Although humans may not have disrupted the land, hurricanes have certainly taken their toll on the Carolinas several times in the past two millennia. Powerful winds and waves could have shifted the sediment layers, interfering with history. To account for this, the team drilled samples at sites that did not face the ocean, Horton said. He added that hurricanes would leave an obvious imprint in the core samples, with large grains of sand rudely embedded in the soft deposits.

The researchers drilled core samples several feet deep, and stopped at a depth equivalent to 2,000 years of sediment deposition.
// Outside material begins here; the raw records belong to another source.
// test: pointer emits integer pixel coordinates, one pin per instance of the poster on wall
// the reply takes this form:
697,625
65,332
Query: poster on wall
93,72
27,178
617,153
This is a much shorter time frame than the typical core samples taken from Arctic ice sheets, but it’s easy to correlate to known historical temperatures, Horton said.
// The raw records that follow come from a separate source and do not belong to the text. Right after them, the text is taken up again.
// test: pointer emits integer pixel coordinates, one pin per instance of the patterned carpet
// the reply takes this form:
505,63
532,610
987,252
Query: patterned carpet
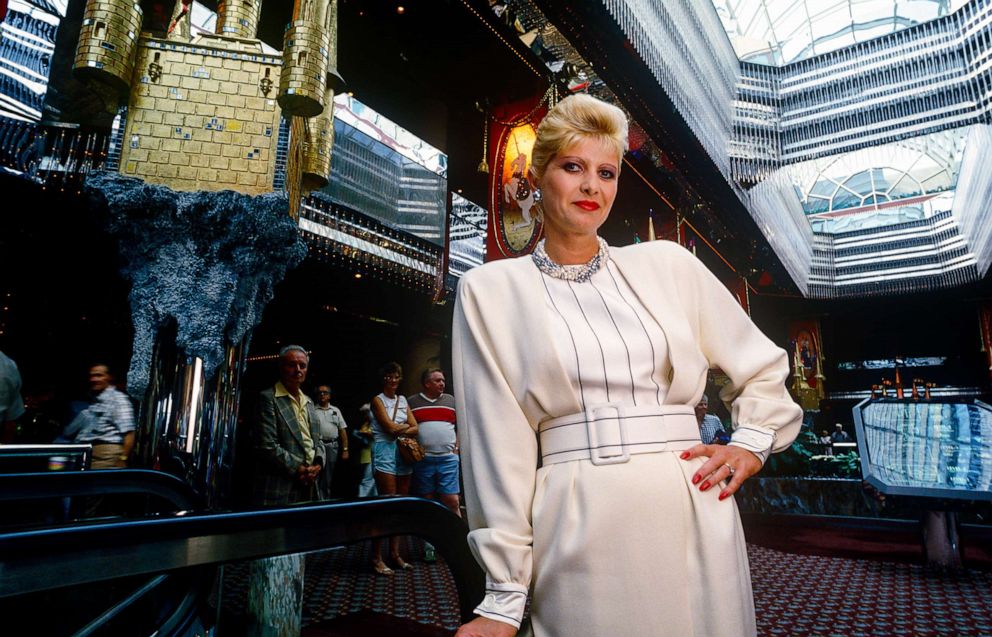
806,595
795,595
After accounting for naturally occurring subsidence, Horton et. al found that sea levels rose an average of 0.6 millimeters a year from about 800 AD-1080 AD, for the following 400 years.

“If you look at our sea level record, the first acceleration is around 1000 AD. What we would expect is that temperatures would be warming, and we know they are, during the medieval warm period. You can assume that the oceans expanded and the ice sheets melted. Then you have a period of stable sea level, which coincided with the Little Ice Age — the oceans may have slightly contracted, so the sea level corresponds to that,” Horton said.

After 1850, temperatures began to rise, and so, too, did the seas, Horton said. Incidentally, Penn State climatologist Michael Mann, who helped create the famous “hockey stick” graph of temperature trends over the past 1,000 years, is a co-author on this study.

In some ways, the correlation should not be surprising, Horton said.

“It’s evidence to support the obvious. The basic laws of physics say if you increase temperature, ice will melt,” Horton said. “But what we show is how sensitive sea level is to changes in temperature. The medieval warm period was a very subtle change, but it results in a response in sea level. It indicates that they are intrinsically linked, and it’s a very sensitive and instantaneous response.”

Despite this strong correlation, the study is mum on future sea level projections. The data will serve to improve the models that will predict those increases, Horton said.

The research was funded by the National Science Foundation and published in this week’s issue of PNAS.

Sea level rise is swamping coasts; Rodanthe in the Outer Banks of N.C. is pictured.

Sandbags in Rodanthe

Sea level rise is swamping coasts; Rodanthe in the Outer Banks of N.C. is pictured.